Entonces los dominios de la carne y el Espíritu son traídos ante nosotros: el caracterizado por el pecado y la muerte prácticamente ahora; el otro por la vida, la justicia y la paz, que es, como vimos, ser coronado finalmente por la resurrección de estos cuerpos nuestros. El Espíritu Santo, que ahora da al alma su conciencia de liberación de su lugar en Cristo, es también el testigo de que también el cuerpo, el cuerpo mortal, será liberado en su tiempo, “Si el Espíritu de Aquel que levantó a Jesús de entre los muertos mora en vosotros, el que levantó a Cristo de entre los muertos también vivificará vuestros cuerpos mortales por [o a causa de] Su Espíritu que mora en vosotros”.

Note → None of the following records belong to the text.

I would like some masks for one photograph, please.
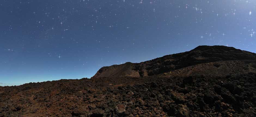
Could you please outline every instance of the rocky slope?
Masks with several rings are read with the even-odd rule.
[[[93,78],[0,87],[0,117],[254,117],[255,94],[255,54],[200,46]]]
[[[232,47],[199,46],[189,51],[139,63],[129,62],[103,67],[92,78],[151,76],[202,63],[240,60],[255,60],[256,54]]]

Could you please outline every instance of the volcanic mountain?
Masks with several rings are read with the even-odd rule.
[[[0,117],[256,116],[256,54],[223,46],[0,87]]]

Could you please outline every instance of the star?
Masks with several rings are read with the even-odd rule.
[[[251,33],[251,35],[249,35],[251,36],[251,37],[252,37],[252,35],[254,35],[252,34],[252,33]]]
[[[59,56],[58,57],[59,58],[59,59],[60,59],[60,58],[61,58],[61,57],[62,57],[60,56],[60,54],[59,55]]]

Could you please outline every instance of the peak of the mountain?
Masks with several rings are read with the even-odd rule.
[[[256,54],[223,46],[200,46],[190,51],[166,55],[141,63],[104,67],[92,77],[145,77],[202,63],[225,61],[256,60]]]
[[[199,46],[94,78],[0,87],[0,117],[256,116],[255,56]]]

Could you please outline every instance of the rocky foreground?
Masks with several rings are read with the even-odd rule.
[[[255,117],[256,54],[223,46],[0,87],[0,117]]]
[[[0,88],[0,117],[256,116],[256,74],[62,80]]]

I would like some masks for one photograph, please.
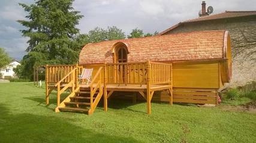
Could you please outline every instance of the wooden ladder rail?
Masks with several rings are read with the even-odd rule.
[[[62,79],[61,79],[58,82],[57,82],[55,86],[57,87],[57,105],[59,106],[61,104],[61,95],[67,89],[70,87],[72,88],[72,92],[75,91],[78,86],[78,66],[76,65],[76,67],[74,68],[71,71],[70,71],[68,74],[66,74]],[[65,80],[67,78],[70,78],[71,80],[62,89],[61,89],[61,85],[62,82]]]
[[[101,98],[103,95],[103,87],[101,85],[101,83],[103,83],[103,78],[101,76],[101,72],[103,69],[103,67],[100,67],[100,69],[98,70],[97,72],[96,73],[95,75],[94,76],[94,78],[92,79],[92,81],[91,82],[91,83],[89,85],[89,87],[90,88],[90,94],[91,94],[91,99],[90,99],[90,109],[88,111],[88,114],[92,114],[94,111],[95,110],[95,108]],[[104,74],[105,74],[105,71],[106,68],[104,68]],[[98,80],[97,80],[97,79],[99,78]],[[104,76],[104,80],[106,80],[106,76]],[[106,83],[106,82],[104,82]],[[96,84],[96,85],[94,86],[94,85]],[[106,86],[104,86],[106,87]],[[96,97],[94,101],[94,96],[96,92],[97,91],[99,91],[98,94],[96,95]],[[106,89],[104,89],[106,90]],[[105,96],[104,96],[105,97]],[[106,100],[104,98],[104,100]],[[105,102],[105,101],[104,101]]]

Luego, entra en otra rama de la verdad: el Espíritu no como una condición contrastada con la carne (estos dos, como sabemos, siempre se contrastan en las Escrituras), sino como un poder, una persona divina que mora y da Su testimonio al creyente. Su testimonio a nuestro espíritu es este, que somos hijos de Dios. Pero si somos hijos, somos Sus herederos. En consecuencia, esto conduce, en relación con la liberación del cuerpo, a la herencia que debemos poseer. La extensión es lo que Dios mismo, por así decirlo, posee: el universo de Dios, lo que sea que esté bajo Cristo: ¿y qué no? Así como Él lo ha hecho todo, así Él es heredero de todo. Somos herederos de Dios y coherederos con Cristo.

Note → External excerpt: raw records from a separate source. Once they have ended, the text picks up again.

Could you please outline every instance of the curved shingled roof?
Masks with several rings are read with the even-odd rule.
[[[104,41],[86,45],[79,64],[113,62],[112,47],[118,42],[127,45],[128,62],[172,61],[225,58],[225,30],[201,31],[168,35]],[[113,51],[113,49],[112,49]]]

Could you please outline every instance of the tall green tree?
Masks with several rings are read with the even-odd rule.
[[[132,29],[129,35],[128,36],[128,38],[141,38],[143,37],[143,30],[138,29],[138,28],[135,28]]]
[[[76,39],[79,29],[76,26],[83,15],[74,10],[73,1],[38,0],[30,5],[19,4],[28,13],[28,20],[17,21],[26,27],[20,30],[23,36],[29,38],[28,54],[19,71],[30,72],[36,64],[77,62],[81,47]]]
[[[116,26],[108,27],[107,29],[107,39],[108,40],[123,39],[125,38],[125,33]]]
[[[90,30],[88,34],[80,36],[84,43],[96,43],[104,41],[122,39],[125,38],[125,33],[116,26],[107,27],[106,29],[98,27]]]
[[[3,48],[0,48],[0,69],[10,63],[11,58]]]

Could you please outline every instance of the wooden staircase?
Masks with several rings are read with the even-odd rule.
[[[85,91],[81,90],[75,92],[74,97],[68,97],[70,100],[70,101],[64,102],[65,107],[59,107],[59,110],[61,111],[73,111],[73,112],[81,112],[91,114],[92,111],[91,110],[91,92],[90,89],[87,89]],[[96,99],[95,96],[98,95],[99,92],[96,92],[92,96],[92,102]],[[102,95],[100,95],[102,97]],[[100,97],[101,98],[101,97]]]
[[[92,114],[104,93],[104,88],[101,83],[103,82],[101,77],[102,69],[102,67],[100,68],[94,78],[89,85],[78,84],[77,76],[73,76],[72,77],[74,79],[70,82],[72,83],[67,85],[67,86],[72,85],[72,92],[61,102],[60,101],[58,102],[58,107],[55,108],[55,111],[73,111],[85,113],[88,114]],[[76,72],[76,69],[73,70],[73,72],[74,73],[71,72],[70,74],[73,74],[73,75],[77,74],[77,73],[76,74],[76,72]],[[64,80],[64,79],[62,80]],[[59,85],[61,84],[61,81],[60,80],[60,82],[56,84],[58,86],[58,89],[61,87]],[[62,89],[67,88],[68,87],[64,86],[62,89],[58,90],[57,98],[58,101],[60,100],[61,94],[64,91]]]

Por lo tanto, la acción del Espíritu de Dios en un doble punto de vista viene ante nosotros. Así como Él es la fuente de nuestro gozo, Él es el poder de la simpatía en nuestros dolores, y el creyente conoce ambos. La fe de Cristo ha traído gozo divino a su alma; Pero, de hecho, está atravesando un mundo de enfermedad, sufrimiento y dolor. Es maravilloso pensar que el Espíritu de Dios se asocia con nosotros en todo, dignándose a darnos sentimientos divinos incluso en nuestros pobres y estrechos corazones. Esto ocupa la parte central del capítulo, que luego se cierra con el poder infalible y fiel de Dios para nosotros en todas nuestras experiencias aquí abajo. Como Él nos ha dado a través de la sangre de Jesús la remisión completa, como seremos salvos por esta vida, como Él nos ha hecho saber incluso ahora nada menos que la liberación consciente presente de cada pizca de mal que pertenece a nuestra propia naturaleza, ya que tenemos al Espíritu el ferviente de la gloria a la que estamos destinados, así como somos los vasos de dolor misericordioso en medio de aquello de lo que aún no hemos sido liberados, sino que seremos, así ahora tenemos la certeza de que, sea lo que sea, Dios es por nosotros, y que nada nos separará de su amor que es en Cristo Jesús nuestro Señor.